Co-vector fields transform as the coordinates transform, what is often called "covariant". More precise, their components transform with the Jacobian of the coordinate change. In practice, you can simply use the chain rule to compute the the coordinate differentials, as you did. After that you can compute the vector field using a linear ansatz, e.g. $\partial_{\xi}=a\partial_r+b\partial_\theta+c\partial_z$ and $a=dr(\partial_\xi)=\frac{\partial r}{\partial\xi}=1$ and $b=c=0$. Here you can see what went wrong in your first calculation. The vector fields are actually connected via the inverse transformation. This is why their transformation behaviour is often called "contravariant".
In general, for arbitrary coordinates $x^i$ and $y^i=y^i(x^1,\dots,x^n)$ we have the rules
$$
dy^i=\sum_j \frac{\partial y^i}{\partial x^j}dx^j,
$$ 
and
$$
\partial_{y^i}=\sum_j dx^j(\partial_{y^i})\partial_{x^j}=\sum_j\frac{\partial x^j}{\partial y^i}\partial_{x^j}.
$$
Alternatively, you can also work in components.
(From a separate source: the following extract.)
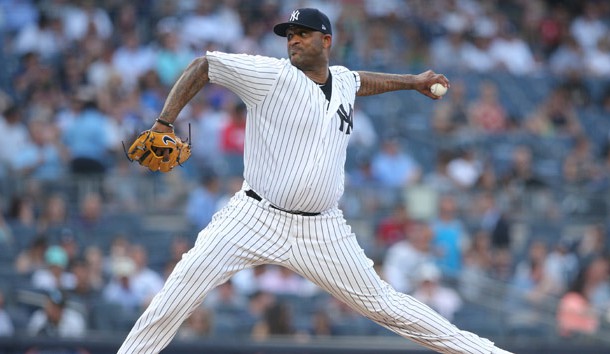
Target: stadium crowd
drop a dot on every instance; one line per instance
(489, 188)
Let's write an arbitrary vector field as $V=\sum_i V^i \partial_{x^i} = \sum_i \tilde{V}^i \partial_{y^i}$. Then, plugging in the above transformations, we see that the components have to transform in the opposite way to the coordinate vector fields. I.e.
$$
\tilde V^i=\sum_j \frac{\partial y^i}{\partial x^j} V^j.
$$
A similar statement holds for the components of a form $\alpha=\sum_i\alpha_i dx^i$, which now have to transform "contravariantly":
$$
\tilde \alpha_i=\sum_j \frac{\partial x^j}{\partial y^i} \alpha_j.
$$
Side note: These transformation behaviour is the reason for the index notation (up/down) which I also used here. It is a reminder how the object you wrote down transforms.